On Mon, Jan 21, 2013 at 2:56 PM, <benjaminlincoln@lavabit.com> wrote:

...

...

...

I see, tor already implements such a flag, ISO_STREAM.

I attached a simple formal proposal for this idea. Please discuss.

Proposals go to tor-dev, not tor-talk.

Before you re-send, you should check out the discussion (what there is of it) on ticket #7553 at https://trac.torproject.org/projects/tor/ticket/7553 . The major concern at the time was the performance impact from a large number of users all activating this option. The discussion on the ticket has stalled; it would be nice to reboot the discussion on tor-dev and try to bring it to a conclusion.

In particular, if people think *this* is a good way to "maintain separate identities" for something like web browsing, that's an accidental DOS attack waiting to happen.

Following Nicks's advice I would like to start a discussion on ticket 7553. https://trac.torproject.org/projects/tor/ticket/7553 I think this feature should be exposed to the user.
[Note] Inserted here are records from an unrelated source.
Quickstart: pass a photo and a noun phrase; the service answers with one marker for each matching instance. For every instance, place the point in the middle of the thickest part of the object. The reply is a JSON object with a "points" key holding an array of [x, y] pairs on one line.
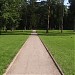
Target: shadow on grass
{"points": [[17, 32]]}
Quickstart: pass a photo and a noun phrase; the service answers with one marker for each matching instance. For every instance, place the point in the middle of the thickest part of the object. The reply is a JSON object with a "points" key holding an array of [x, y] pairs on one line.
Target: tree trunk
{"points": [[61, 24], [0, 31]]}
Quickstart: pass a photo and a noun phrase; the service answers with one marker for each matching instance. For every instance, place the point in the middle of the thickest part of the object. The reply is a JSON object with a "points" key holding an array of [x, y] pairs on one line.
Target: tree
{"points": [[11, 13], [48, 4], [72, 11]]}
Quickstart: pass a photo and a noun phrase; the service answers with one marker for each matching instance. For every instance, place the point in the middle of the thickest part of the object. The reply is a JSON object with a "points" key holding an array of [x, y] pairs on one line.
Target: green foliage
{"points": [[62, 48], [9, 48]]}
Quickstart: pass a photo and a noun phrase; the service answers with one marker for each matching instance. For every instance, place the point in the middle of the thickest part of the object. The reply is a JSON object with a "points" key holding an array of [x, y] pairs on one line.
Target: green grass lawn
{"points": [[10, 43], [62, 48]]}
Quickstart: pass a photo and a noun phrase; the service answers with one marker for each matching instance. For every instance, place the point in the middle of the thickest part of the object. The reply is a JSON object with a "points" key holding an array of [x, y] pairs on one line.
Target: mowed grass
{"points": [[62, 48], [10, 43]]}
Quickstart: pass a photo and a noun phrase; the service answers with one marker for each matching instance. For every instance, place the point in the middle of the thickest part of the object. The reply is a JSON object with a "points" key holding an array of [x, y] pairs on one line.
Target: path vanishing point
{"points": [[32, 59]]}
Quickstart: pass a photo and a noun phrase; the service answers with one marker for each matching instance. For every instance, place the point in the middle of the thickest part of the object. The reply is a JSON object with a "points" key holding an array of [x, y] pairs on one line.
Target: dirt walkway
{"points": [[32, 59]]}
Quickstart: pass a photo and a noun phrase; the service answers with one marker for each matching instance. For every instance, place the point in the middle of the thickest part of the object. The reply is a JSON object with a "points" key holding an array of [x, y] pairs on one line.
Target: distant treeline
{"points": [[30, 14]]}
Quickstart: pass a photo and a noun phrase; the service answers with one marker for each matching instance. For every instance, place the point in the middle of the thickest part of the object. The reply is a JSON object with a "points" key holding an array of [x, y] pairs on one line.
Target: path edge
{"points": [[15, 57], [55, 62]]}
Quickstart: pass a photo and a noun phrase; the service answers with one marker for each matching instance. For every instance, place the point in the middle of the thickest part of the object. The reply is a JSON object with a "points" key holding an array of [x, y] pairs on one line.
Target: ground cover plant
{"points": [[10, 43], [62, 48]]}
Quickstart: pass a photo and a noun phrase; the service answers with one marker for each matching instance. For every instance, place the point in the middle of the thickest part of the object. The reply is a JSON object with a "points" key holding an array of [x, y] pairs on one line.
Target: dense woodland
{"points": [[30, 14]]}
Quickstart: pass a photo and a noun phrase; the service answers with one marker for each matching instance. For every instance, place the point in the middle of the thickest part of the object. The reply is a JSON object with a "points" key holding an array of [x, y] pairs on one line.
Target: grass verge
{"points": [[62, 48], [10, 43]]}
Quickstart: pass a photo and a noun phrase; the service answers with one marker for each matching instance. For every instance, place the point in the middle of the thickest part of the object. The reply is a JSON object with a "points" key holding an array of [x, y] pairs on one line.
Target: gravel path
{"points": [[32, 59]]}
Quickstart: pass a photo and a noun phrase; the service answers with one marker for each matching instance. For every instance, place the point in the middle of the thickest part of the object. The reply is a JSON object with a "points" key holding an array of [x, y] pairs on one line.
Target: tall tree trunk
{"points": [[62, 24], [48, 19], [74, 24], [0, 31]]}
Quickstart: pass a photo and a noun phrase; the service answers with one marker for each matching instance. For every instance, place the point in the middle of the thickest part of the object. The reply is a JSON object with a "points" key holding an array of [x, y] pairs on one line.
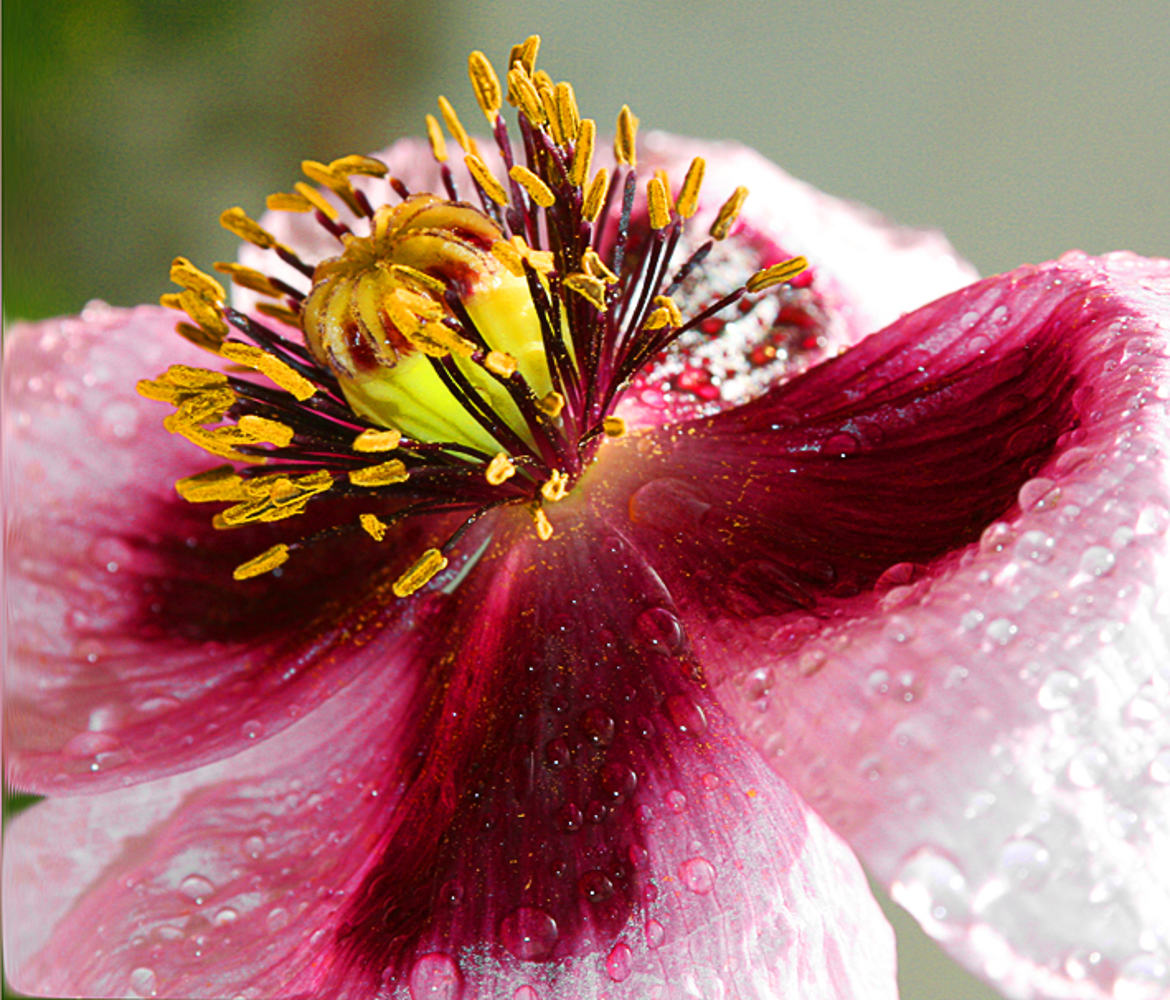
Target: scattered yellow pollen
{"points": [[486, 84], [500, 364], [372, 440], [265, 429], [589, 288], [247, 277], [594, 195], [583, 156], [556, 487], [438, 143], [728, 213], [624, 140], [500, 469], [543, 525], [382, 475], [486, 179], [221, 483], [458, 132], [656, 202], [613, 427], [777, 274], [688, 194], [373, 526], [287, 378], [537, 190], [265, 563], [188, 276], [551, 405], [424, 570]]}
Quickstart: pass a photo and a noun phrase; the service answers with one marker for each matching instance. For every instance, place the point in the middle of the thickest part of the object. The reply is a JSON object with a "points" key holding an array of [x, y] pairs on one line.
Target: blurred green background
{"points": [[1019, 129]]}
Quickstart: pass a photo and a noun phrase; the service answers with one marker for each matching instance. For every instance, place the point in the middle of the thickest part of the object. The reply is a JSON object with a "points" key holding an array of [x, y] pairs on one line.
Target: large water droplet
{"points": [[529, 933], [435, 977]]}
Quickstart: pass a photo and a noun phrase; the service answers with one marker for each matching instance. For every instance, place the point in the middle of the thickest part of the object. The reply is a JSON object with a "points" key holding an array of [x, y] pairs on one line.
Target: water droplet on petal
{"points": [[529, 933], [434, 977]]}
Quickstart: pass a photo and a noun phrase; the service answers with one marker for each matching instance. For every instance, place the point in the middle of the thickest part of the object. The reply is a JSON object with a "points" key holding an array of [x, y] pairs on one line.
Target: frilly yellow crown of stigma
{"points": [[449, 357]]}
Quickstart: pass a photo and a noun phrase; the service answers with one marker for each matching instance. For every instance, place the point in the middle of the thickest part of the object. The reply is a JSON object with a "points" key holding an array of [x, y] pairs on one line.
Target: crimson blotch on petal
{"points": [[568, 557]]}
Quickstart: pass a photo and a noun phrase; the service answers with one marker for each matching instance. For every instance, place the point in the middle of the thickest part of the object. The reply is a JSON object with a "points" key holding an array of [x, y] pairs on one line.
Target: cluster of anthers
{"points": [[451, 358]]}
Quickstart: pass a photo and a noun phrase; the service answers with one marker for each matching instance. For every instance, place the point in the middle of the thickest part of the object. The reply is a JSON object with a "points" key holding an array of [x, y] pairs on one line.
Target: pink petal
{"points": [[986, 718], [130, 652], [562, 812]]}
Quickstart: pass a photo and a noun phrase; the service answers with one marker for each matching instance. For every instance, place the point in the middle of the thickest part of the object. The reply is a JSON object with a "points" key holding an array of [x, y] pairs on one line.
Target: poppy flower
{"points": [[580, 569]]}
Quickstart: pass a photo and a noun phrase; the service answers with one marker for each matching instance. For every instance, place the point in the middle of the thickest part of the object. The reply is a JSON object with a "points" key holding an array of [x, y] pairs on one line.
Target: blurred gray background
{"points": [[1021, 130]]}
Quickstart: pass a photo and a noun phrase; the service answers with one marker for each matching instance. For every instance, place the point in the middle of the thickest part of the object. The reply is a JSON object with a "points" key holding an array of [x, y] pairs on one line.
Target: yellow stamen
{"points": [[265, 563], [777, 274], [372, 440], [613, 427], [424, 570], [688, 195], [272, 366], [382, 475], [537, 190], [486, 179], [500, 469], [543, 525], [656, 202], [556, 487], [624, 140], [594, 195], [551, 405], [373, 526], [486, 85], [728, 213]]}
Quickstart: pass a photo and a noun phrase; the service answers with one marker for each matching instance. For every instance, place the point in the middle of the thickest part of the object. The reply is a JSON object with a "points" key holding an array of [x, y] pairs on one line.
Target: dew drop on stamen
{"points": [[434, 977]]}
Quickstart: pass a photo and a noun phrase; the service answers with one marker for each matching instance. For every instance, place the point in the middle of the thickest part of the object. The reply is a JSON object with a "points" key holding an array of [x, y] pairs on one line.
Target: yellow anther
{"points": [[500, 469], [382, 475], [583, 153], [288, 201], [486, 84], [438, 143], [358, 164], [688, 195], [265, 429], [589, 288], [537, 190], [424, 570], [458, 132], [276, 371], [373, 440], [238, 222], [551, 405], [556, 487], [542, 523], [568, 116], [486, 179], [316, 199], [613, 427], [594, 195], [656, 202], [524, 53], [728, 213], [597, 268], [501, 364], [247, 277], [265, 563], [372, 525], [221, 483], [625, 137], [186, 274], [777, 274]]}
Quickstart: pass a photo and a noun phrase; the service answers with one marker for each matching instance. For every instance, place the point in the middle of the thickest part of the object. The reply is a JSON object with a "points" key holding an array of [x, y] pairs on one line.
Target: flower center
{"points": [[448, 359]]}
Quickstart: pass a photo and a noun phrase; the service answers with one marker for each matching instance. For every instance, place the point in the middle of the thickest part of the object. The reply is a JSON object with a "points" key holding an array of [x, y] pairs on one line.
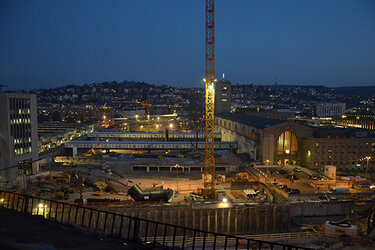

I refrained from writing "implemented" because this feature is already implemented. Not exposing it to the user will not stop Bad Guy(TM) from using it because it can easily be enabled by a trivial 2-line patch to tor. This will not lead to DOS. Circuits being created is slow for the user. I doubt anyone will enable this for real-time, interactive communication like surfing. It hurts anonymity, too. Cypherpunks patch mentions this. 895 **IsolateStream**;; 896 Don't share circuits at all, i.e. isolate each stream to an individual 897 circuit. (Not suitable for browsing or general use, where it *will hurt 898 your anonymity* due to the noisy request profile. The constant creation 899 of new circuits will also be excruciatingly slow for you and put 900 unnecessary load on the Tor network.) Most protocols, in particular HTTP(S), explicitly request their connections to be kept alive. IsolateStream will not have a real effect on these protocols.